Abstract
A 76-year-old Japanese man was admitted to our hospital because of the occurrence of multiple nodules on the shaft of his penis. He was diagnosed with diffuse large B cell lymphoma (DLBCL). His lymphoma was located only in his penis. He received immunochemotherapy and involved-field radiotherapy, and achieved complete response (CR). About two years later, he complained of a poor appetite. Magnetic resonance imaging showed a mass lesion in the pituitary stalk. Biopsy of this mass revealed the recurrence of DLBCL. He received whole-brain radiotherapy, and achieved CR. This is the first case of an isolated pituitary stalk relapse of primary penile lymphoma.

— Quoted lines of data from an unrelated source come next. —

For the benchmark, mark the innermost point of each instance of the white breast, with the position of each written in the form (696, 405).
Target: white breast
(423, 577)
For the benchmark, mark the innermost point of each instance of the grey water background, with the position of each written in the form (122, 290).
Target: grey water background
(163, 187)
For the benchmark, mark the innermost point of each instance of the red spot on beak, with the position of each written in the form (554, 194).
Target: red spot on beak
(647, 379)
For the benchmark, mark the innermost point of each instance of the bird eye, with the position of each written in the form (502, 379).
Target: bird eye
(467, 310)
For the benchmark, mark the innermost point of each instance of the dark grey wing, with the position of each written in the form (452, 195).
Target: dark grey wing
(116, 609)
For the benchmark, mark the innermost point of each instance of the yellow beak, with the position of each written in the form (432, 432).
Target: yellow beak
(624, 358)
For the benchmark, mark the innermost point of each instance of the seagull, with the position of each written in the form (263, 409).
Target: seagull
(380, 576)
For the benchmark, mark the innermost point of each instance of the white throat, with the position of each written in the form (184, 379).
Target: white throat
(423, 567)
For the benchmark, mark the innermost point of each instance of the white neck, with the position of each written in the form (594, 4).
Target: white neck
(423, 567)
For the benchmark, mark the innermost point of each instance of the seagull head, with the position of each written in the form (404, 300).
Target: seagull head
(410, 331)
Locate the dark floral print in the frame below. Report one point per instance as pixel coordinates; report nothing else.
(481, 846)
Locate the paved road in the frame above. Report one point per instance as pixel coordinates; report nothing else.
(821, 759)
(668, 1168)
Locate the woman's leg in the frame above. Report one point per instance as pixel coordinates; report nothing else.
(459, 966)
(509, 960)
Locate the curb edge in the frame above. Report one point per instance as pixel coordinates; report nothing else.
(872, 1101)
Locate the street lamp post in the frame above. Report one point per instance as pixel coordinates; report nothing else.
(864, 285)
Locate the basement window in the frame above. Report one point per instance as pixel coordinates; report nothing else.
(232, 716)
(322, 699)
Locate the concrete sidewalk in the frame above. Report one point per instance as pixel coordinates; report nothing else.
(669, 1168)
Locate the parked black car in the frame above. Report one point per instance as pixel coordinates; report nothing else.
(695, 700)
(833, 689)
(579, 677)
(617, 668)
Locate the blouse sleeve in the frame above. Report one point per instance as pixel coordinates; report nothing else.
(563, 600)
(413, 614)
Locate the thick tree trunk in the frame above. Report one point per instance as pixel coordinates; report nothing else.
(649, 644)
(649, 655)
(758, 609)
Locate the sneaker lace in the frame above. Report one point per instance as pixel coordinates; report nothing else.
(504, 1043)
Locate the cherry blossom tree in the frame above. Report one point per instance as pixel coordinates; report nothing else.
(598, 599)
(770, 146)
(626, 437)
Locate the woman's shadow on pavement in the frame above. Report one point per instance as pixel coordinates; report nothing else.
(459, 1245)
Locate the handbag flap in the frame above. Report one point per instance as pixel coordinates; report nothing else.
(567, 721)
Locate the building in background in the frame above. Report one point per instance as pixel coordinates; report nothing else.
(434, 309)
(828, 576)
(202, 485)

Keywords: primary penile lymphoma, diffuse large B cell lymphoma, central nervous system relapse, pituitary stalk
Introduction
Primary penile lymphoma (PPL) is extremely rare, and about fifty cases have been reported thus far (1). This type of lymphoma commonly localizes in the penis. In almost all cases, the histological type was diffuse large B cell lymphoma (DLBCL). The treatment modality is mainly chemotherapy and radiotherapy. In some cases, it relapses in regions other than the penis, but rarely in the central nervous system (CNS).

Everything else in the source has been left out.